Volviendo a la Coral, dispone entre sus miembros de un elenco de solistas de acreditado currículum que abarca toda la gama de registros vocales, desde soprano hasta bajo-barítono. En mi opinión, hasta bien entrado el periodo barroco el papel de los solistas casi siempre fue secundario, quedando englobados en la masa coral, y así me pareció apreciarlo en este recital. No obstante, en algunas piezas destacaron sus voces. No voy a reseñar sus nombres, pero a mí me gustó particularmente la actuación puntual de la soprano, el contratenor y el bajo-barítono, sin desmerecer la de los otros solistas.
Cada una de las piezas que integraban el programa fue presentada por un narrador que nos habló de la historia de las composiciones, de su relación con los pasajes litúrgicos, además de las particularidades técnicas, aunque estas últimas no están al alcance de un mero aficionado como yo.
La primera interpretación fue el Ave María a 8 voces de Tomás Luis de Victoria (1548-1611) una obra polifónica típica renacentista, que también evoca aires gregorianos. Con la segunda partitura, el Jubilate Deo de Giovanni Gabrieli, el narrador indicó su origen veneciano, el influjo musical de la basílica de San Marcos y la particular viveza de los coros que, sin apartarse de la austeridad sacra, anuncian la transición de la música renacentista a la barroca, propia de la escuela veneciana. La tercera pieza fue instrumental a cargo de la Ensemble. Era la Paduan Cantus VI de Samuel Scheidt (1587-1654), una pavana o danza cortesana del renacimiento. Aquí el predominio en graves de los instrumentos de viento nos sugiere esos bailes lentos y solemnes de la época. La cuarta obra interpretada fue el Miserere mei, Deus, la composición más conocida del romano Gregorio Allegri (1582-1652). Fue una obra exclusiva para ser cantada en Semana Santa en la Capilla Sixtina. Se dice que el papa Urbano VIII prohibió su copia bajo pena de excomunión. Un anatema inútil poque el joven Mozart, tras oírla la pudo transcribir al papel de memoria. Después se han hecho múltiples versiones, con distintas improvisaciones y ampliaciones de la masa coral desde los dos coros iniciales de cuatro y cinco voces.
La obra final de este concierto, que estaba en el subtítulo del mismo, fue Musikalische Exequiem de Heinrich Schültz (1585-1672). Al compositor se le considera el precursor del barroco alemán y a esta obra la primera misa de Requiem en esta lengua. Fue compuesta por encargo de su mecenas, el conde Von Reuss, que en vida mandó construir su propio sarcófago funerario en el que hizo escribir la letra de estas exequias. Vanidad de vanidades, “Finis gloriae mundi” que diría Valdés Leal.

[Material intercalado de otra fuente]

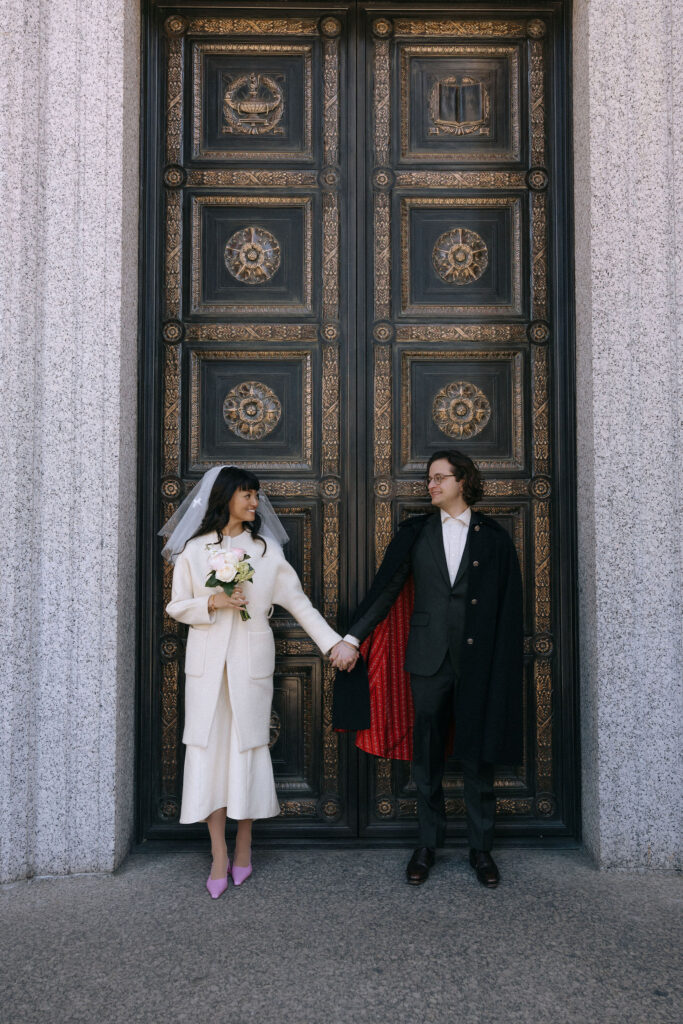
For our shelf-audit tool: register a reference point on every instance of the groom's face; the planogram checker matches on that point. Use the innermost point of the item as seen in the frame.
(442, 485)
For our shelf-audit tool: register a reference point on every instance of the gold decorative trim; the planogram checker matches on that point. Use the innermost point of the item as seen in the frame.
(171, 436)
(253, 27)
(382, 101)
(460, 155)
(540, 412)
(331, 417)
(492, 488)
(515, 358)
(245, 178)
(201, 49)
(251, 332)
(173, 244)
(461, 179)
(410, 28)
(199, 357)
(382, 256)
(542, 607)
(236, 308)
(539, 256)
(169, 726)
(513, 203)
(538, 100)
(466, 332)
(331, 100)
(330, 256)
(544, 724)
(174, 100)
(292, 488)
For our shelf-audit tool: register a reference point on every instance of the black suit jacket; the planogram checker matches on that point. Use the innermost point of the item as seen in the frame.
(487, 624)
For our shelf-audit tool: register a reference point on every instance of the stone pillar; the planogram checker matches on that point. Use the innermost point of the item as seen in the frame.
(629, 204)
(70, 112)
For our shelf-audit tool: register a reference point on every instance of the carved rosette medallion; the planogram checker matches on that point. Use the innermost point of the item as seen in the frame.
(540, 487)
(252, 255)
(174, 176)
(252, 410)
(539, 332)
(330, 333)
(169, 647)
(275, 728)
(253, 104)
(383, 177)
(461, 410)
(331, 27)
(543, 644)
(169, 809)
(538, 179)
(382, 28)
(536, 28)
(330, 487)
(171, 488)
(453, 100)
(383, 332)
(173, 332)
(175, 26)
(460, 256)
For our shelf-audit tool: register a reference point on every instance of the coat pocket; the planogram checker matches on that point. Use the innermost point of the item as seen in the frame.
(261, 654)
(196, 651)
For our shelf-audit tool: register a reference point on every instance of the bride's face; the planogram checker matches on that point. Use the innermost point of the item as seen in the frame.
(243, 505)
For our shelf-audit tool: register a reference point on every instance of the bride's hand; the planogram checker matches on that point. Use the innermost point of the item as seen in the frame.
(221, 600)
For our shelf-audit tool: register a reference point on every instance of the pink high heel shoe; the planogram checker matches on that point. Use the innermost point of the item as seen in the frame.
(217, 887)
(241, 875)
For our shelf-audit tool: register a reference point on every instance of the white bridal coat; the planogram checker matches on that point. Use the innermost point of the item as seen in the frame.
(221, 640)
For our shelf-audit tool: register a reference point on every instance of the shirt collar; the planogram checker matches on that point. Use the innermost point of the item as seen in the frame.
(464, 517)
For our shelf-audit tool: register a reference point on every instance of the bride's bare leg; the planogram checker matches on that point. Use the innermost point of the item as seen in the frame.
(216, 823)
(243, 844)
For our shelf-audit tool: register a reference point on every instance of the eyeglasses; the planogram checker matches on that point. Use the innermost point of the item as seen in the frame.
(438, 478)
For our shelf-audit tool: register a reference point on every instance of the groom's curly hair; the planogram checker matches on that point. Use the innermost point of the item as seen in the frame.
(464, 469)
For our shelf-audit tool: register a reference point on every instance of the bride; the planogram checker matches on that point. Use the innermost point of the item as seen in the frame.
(229, 660)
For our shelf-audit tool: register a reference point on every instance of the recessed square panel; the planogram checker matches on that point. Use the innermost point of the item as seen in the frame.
(251, 255)
(461, 256)
(460, 103)
(249, 409)
(472, 400)
(252, 101)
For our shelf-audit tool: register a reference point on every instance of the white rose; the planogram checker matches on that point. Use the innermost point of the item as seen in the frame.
(226, 572)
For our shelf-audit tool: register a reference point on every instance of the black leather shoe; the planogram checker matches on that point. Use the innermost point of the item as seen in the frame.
(484, 865)
(418, 866)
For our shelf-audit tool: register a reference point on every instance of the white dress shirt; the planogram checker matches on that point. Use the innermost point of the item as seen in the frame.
(455, 539)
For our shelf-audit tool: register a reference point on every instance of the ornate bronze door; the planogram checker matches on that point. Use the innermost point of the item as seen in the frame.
(350, 211)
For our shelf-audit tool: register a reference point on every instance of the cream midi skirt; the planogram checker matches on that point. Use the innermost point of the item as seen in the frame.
(221, 775)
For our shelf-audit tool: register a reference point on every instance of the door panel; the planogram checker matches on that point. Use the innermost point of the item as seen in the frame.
(349, 211)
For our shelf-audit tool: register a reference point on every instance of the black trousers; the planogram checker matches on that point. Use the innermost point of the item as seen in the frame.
(434, 697)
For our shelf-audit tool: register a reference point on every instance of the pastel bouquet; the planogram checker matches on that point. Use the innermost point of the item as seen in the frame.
(227, 570)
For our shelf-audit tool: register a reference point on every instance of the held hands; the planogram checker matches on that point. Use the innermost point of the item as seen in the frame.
(221, 600)
(344, 655)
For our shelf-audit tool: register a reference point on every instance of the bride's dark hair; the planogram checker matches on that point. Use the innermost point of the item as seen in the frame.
(218, 511)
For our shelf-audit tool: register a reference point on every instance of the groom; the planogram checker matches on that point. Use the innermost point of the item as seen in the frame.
(464, 655)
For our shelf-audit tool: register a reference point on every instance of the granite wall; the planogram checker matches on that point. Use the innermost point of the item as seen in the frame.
(70, 123)
(628, 89)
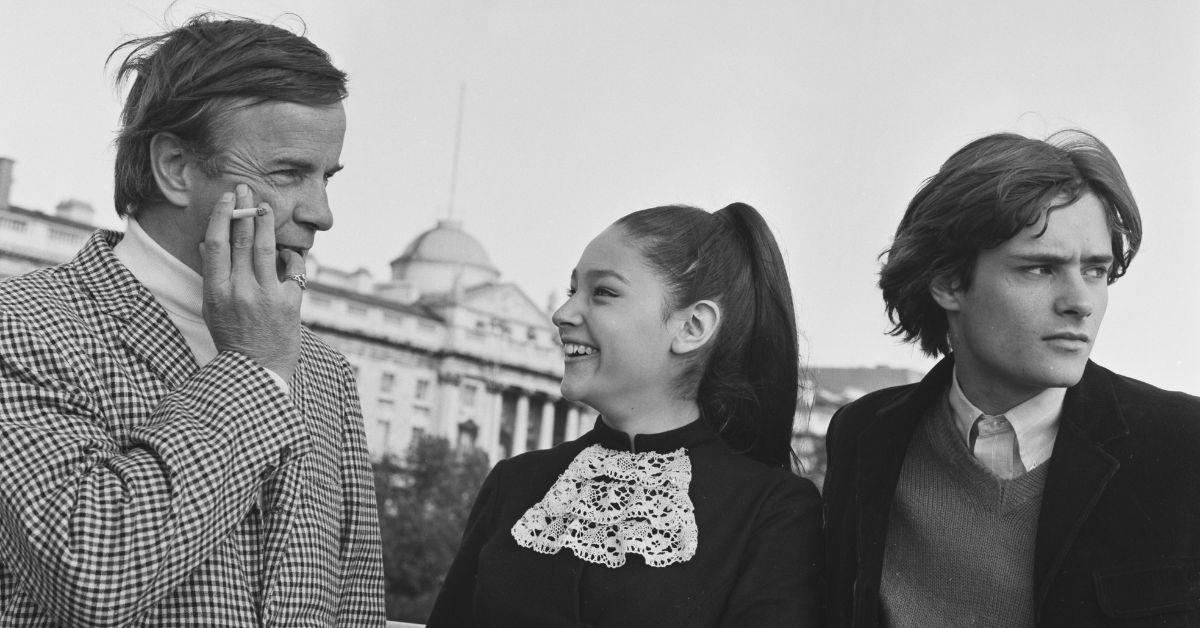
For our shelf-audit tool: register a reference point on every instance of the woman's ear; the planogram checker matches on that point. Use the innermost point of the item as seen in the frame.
(699, 326)
(169, 163)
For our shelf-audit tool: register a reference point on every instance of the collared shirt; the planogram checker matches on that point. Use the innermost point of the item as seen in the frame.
(1035, 420)
(177, 287)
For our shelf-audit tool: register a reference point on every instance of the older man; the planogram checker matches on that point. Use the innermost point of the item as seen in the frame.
(1019, 483)
(177, 448)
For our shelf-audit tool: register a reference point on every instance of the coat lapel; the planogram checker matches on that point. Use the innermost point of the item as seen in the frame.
(283, 496)
(881, 452)
(1080, 468)
(138, 322)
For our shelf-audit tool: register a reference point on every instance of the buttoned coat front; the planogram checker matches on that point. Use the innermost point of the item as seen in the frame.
(1119, 533)
(131, 477)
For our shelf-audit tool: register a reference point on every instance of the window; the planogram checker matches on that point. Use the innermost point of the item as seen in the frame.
(384, 428)
(63, 235)
(10, 223)
(467, 395)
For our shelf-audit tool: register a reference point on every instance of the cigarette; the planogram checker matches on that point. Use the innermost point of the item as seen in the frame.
(249, 213)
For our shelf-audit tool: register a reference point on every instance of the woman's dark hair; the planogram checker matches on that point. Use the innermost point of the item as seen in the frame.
(187, 78)
(745, 378)
(984, 195)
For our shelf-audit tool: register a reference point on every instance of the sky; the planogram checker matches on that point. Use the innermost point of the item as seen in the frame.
(827, 117)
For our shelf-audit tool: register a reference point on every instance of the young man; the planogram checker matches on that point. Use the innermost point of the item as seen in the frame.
(175, 448)
(1018, 483)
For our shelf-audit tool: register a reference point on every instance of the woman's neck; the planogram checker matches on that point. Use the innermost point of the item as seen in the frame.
(661, 417)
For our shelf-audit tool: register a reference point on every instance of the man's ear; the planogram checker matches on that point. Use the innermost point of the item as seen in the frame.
(169, 163)
(699, 327)
(947, 292)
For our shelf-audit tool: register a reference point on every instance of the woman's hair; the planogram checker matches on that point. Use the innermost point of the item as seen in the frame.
(745, 377)
(984, 195)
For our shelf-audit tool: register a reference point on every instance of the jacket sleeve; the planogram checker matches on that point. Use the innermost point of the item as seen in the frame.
(108, 502)
(781, 574)
(363, 598)
(455, 604)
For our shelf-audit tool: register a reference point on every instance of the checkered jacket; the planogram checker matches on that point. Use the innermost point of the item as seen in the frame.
(130, 477)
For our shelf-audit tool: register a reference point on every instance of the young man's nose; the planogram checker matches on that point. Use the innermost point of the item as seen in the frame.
(1077, 297)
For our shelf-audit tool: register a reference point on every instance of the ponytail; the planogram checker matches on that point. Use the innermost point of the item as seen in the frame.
(745, 381)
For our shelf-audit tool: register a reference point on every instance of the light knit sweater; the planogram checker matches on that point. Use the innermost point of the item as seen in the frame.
(960, 540)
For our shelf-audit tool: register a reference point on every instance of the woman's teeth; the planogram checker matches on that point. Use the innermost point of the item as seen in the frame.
(571, 348)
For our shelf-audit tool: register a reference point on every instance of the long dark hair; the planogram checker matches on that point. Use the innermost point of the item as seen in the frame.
(985, 193)
(745, 378)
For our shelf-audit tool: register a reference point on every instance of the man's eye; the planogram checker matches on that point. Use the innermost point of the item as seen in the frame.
(286, 175)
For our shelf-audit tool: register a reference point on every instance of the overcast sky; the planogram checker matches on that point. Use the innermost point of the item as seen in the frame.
(826, 117)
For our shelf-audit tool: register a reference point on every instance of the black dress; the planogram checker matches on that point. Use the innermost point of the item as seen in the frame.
(757, 563)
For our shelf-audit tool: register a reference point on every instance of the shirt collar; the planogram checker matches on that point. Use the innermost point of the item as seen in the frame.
(175, 286)
(1035, 420)
(687, 436)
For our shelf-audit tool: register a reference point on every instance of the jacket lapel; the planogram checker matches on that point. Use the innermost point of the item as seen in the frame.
(138, 321)
(1080, 468)
(283, 498)
(881, 452)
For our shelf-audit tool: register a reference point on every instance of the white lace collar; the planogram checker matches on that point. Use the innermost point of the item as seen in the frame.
(610, 503)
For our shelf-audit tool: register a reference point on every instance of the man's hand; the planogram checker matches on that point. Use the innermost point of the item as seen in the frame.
(246, 306)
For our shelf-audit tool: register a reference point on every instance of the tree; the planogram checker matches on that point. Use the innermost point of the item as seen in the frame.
(424, 503)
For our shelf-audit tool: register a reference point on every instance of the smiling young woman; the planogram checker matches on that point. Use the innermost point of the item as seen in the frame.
(679, 507)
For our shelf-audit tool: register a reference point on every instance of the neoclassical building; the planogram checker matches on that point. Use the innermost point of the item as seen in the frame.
(445, 347)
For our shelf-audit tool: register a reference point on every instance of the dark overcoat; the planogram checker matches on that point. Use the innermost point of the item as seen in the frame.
(1119, 533)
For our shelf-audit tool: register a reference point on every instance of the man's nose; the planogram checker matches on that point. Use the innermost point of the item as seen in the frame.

Por último, una reflexión referente a este recital: La religión cristiana es una equilibrada mezcla de fe dogmática, profundamente sentida por muchos, de rituales grandiosos, de religiosidad popular y devoción a las imágenes, todo ello dirigido a la esperanza humana de trascendencia vital superando la muerte natural. Al margen de todo esto, y de los claroscuros que ofrece la historia de la Iglesia, no se puede negar su ingente labor de promoción en nuestra cultura occidental. Hablo de su importancia en el mecenazgo del arte en general, también en la música. Por su estética, debo reconocer que este concierto de música sacra tuvo por momentos la virtud de elevar nuestro espíritu hacia esa ilusión de trascendencia. Por la belleza hacia Dios.
En el lado negativo, un frio glaciar para el que fuimos preparados y unas anti-musicales sillas que se encargaron de maltratar nuestros doloridos huesos. El balance final me pareció positivo y el público agradeció con nutridos aplausos a coro y músicos.